Ticket Touts earning £28k a year

Yet another survey claiming “Ticket Touts” are earning “above average”. What a load of tosh. First off, most ticket sellers aren’t employed, they are self employed with all of the implications. It is £28,ooo annually – Before Tax, before expenses, before any personal benefits that say even the lowliest compay employee gets – pension springs to mind! You can take a third off that figure just for income tax and £19,000 is BELOW the average earnings.

Then a list of all of the tickets making a potential profit. No mention at all of the events that tank. £500 Barbra Streisand tickets at £100 anyone? AC/DC in Austria next week at £1? Thought not.

What this “research” by G4S security (purveyors of CCTV systems and secure cash transport – well versed in the entertainment ticketing industry) seems to forget are all of those tickets sold by events or promoters directly into the big Secondary Vendors – First two rows of all Girls Aloud concerts at twice face value springs to mind – and that was before they were advertised to the General Public!

No.

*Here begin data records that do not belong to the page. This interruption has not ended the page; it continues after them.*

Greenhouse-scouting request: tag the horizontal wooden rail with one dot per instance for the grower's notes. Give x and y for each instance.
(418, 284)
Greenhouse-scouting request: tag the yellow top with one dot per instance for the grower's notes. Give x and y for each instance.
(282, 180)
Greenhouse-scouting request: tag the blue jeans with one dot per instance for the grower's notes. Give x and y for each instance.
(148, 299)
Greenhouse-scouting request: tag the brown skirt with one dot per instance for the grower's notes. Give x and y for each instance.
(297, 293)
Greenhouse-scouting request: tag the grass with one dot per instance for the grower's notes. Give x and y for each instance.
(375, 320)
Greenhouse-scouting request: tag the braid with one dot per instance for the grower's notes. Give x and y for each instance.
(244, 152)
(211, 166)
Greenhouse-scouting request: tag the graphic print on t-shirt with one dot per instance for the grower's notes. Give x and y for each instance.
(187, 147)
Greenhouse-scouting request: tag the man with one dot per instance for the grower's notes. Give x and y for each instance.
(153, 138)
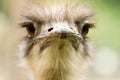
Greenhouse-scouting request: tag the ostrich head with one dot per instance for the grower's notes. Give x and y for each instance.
(56, 46)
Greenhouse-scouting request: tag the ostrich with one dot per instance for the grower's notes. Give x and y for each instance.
(56, 46)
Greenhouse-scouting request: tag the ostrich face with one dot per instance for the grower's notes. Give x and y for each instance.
(56, 44)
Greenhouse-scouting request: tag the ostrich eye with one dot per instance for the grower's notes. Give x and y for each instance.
(85, 29)
(77, 23)
(30, 29)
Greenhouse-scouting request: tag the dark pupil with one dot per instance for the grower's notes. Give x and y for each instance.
(85, 29)
(31, 28)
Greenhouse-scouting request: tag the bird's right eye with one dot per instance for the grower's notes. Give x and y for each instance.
(30, 28)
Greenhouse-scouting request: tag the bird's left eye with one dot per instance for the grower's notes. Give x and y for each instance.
(85, 29)
(30, 28)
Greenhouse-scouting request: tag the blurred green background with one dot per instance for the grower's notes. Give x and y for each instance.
(106, 36)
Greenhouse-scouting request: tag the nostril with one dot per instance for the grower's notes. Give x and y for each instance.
(50, 29)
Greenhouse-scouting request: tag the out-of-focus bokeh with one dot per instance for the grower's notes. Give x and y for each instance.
(106, 35)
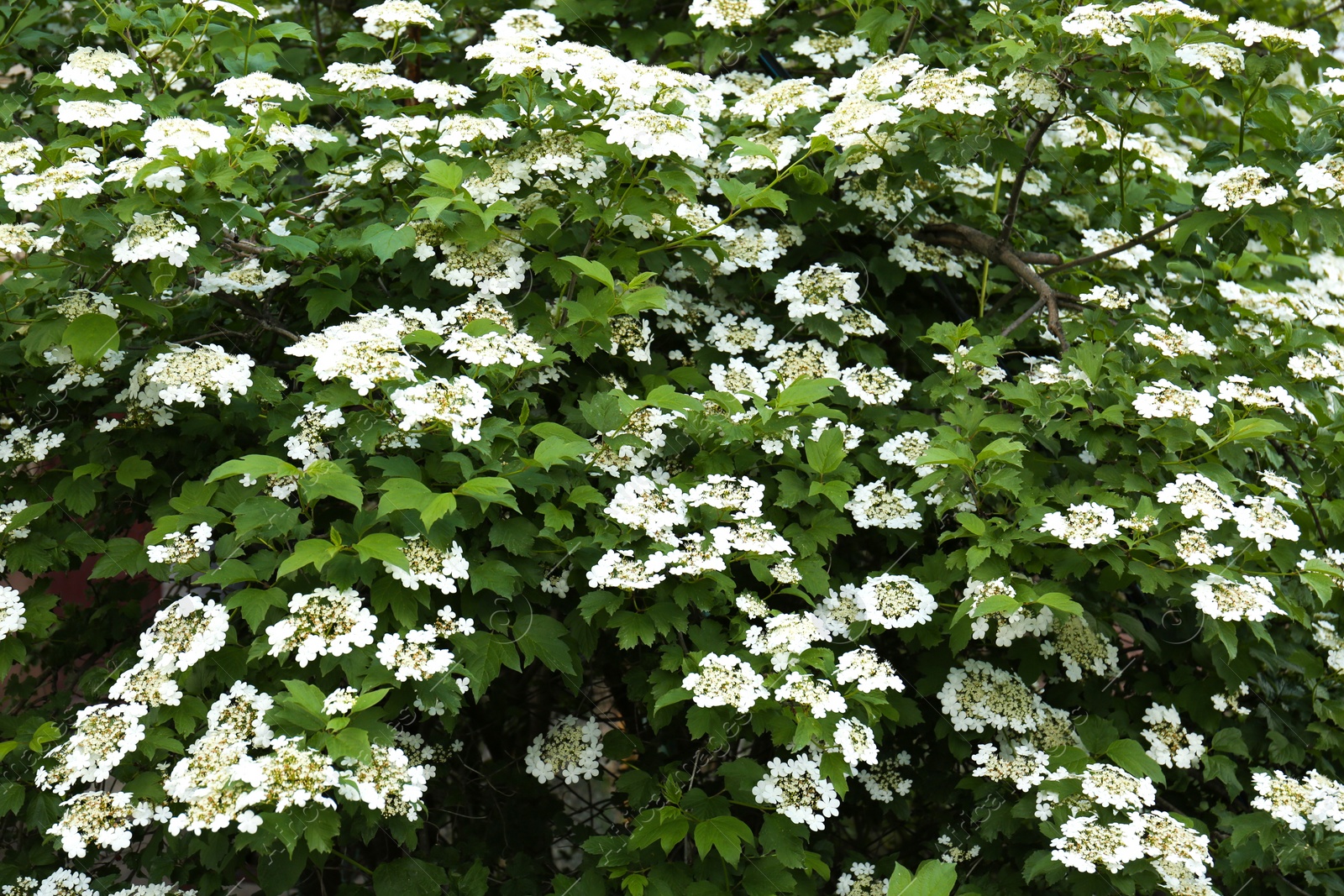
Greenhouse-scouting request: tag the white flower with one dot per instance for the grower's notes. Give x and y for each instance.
(1250, 33)
(413, 658)
(96, 67)
(895, 602)
(813, 694)
(1236, 600)
(877, 504)
(1093, 20)
(248, 92)
(857, 741)
(1082, 524)
(183, 633)
(569, 750)
(323, 622)
(430, 566)
(648, 134)
(1166, 399)
(461, 403)
(726, 681)
(796, 789)
(1242, 186)
(978, 694)
(1168, 743)
(1263, 520)
(97, 113)
(1218, 58)
(11, 611)
(1198, 496)
(389, 19)
(161, 235)
(949, 93)
(727, 13)
(869, 671)
(185, 136)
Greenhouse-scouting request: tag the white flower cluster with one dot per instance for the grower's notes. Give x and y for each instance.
(1082, 524)
(161, 235)
(1168, 741)
(1300, 801)
(22, 446)
(11, 611)
(249, 277)
(811, 692)
(727, 13)
(389, 783)
(877, 504)
(978, 694)
(176, 547)
(320, 624)
(895, 602)
(460, 403)
(1081, 649)
(1164, 399)
(1236, 600)
(105, 820)
(869, 672)
(1242, 186)
(569, 750)
(796, 788)
(389, 19)
(104, 735)
(726, 681)
(430, 566)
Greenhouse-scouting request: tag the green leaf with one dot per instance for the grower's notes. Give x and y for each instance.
(132, 469)
(1061, 602)
(253, 465)
(827, 452)
(1253, 429)
(933, 879)
(1132, 757)
(543, 638)
(723, 833)
(409, 878)
(557, 450)
(92, 336)
(387, 241)
(311, 553)
(591, 268)
(490, 490)
(329, 481)
(383, 546)
(804, 391)
(445, 175)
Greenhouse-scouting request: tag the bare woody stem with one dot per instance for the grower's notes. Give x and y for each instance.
(960, 237)
(1030, 157)
(1136, 241)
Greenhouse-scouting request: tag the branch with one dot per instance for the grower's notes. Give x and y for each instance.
(261, 322)
(1015, 194)
(999, 250)
(1133, 242)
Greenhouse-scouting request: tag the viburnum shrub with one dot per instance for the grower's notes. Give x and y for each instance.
(671, 449)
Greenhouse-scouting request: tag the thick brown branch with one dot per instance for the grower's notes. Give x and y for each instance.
(1136, 241)
(1015, 194)
(964, 238)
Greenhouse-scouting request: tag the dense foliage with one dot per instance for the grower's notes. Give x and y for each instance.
(671, 449)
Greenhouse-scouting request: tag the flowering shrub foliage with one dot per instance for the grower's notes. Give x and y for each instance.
(671, 449)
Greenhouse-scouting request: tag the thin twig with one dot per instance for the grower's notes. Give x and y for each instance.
(1133, 242)
(265, 324)
(1015, 194)
(951, 235)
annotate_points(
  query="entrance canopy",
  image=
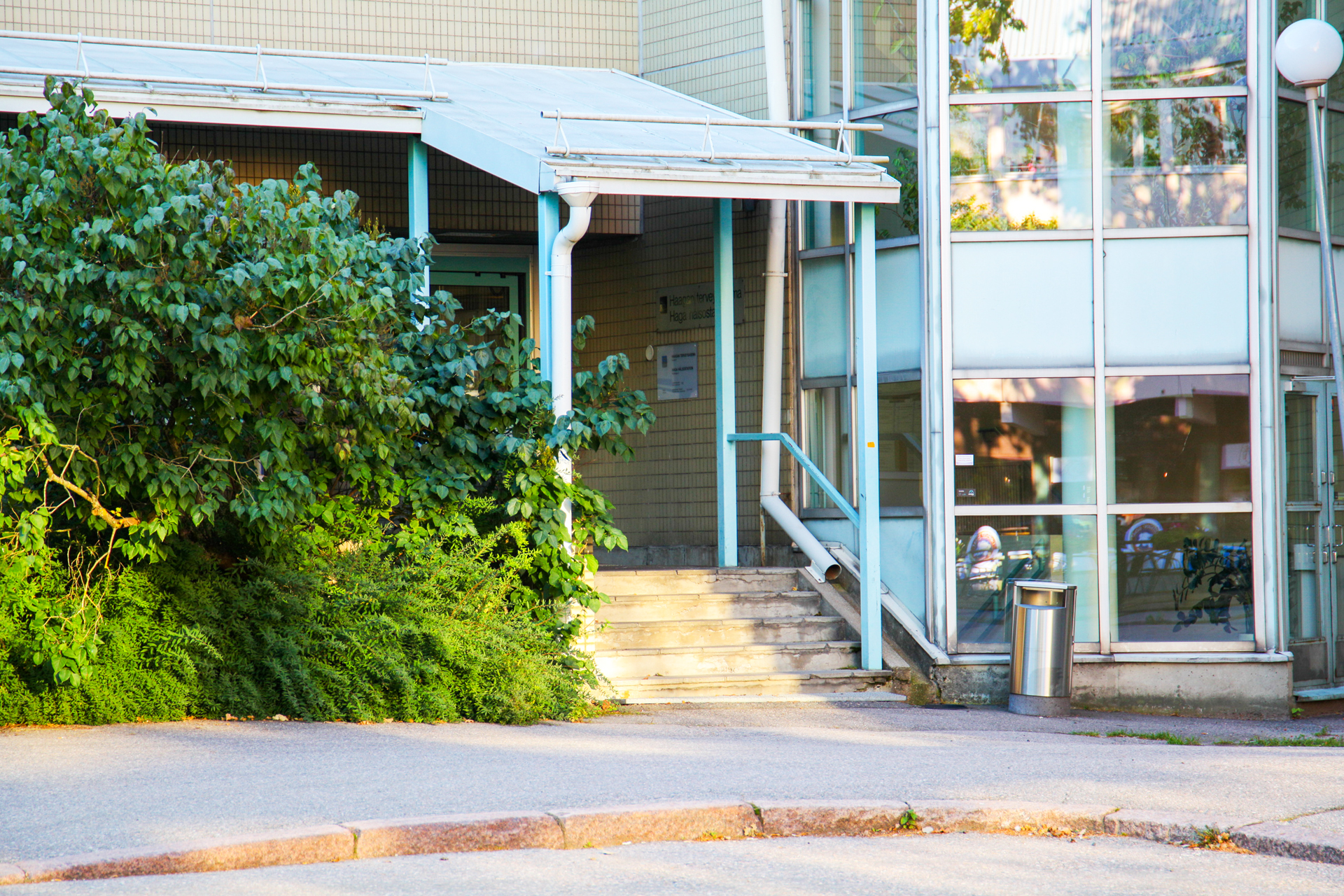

This is cobblers commissioned by a couple of event organisers or even the guy at G4S in order to fuel the theory that “touts are scum”. It reminds us of the headline which read “Well known Tout Fleeces his customers” – holding a gun to their head was he? Of course not. Nobody forces people to buy tickets. We also note that “A pair of Paul McCartney tickets sold for £450 – some 235% over face value” – are you sure about this? REALLY sure? What was the face value? Where were the seats? Was the person disabled and forced to buy from the Secondary Market for access reasons (don’t even go there!) because NOBODY caters for this.

The Face Value
This is another myth. What exactly IS the “face value”? Is that the price printed on the ticket or is it the cost of obtaining the ticket? Because both seem to be interchangeable. When you buy a £35 ticket from, lets say – Ticketmaster this price is then plus the “transaction charge” plus postage. Even if you opt to Print at Home” it still attracts a fee?
Many events nowadays have all sorts of schemes enabling early bird type purchase – naturally this attracts a fee. Is this included in this mythical “Face Value”? Somebody really needs to visit this and there needs to be a little more transparency.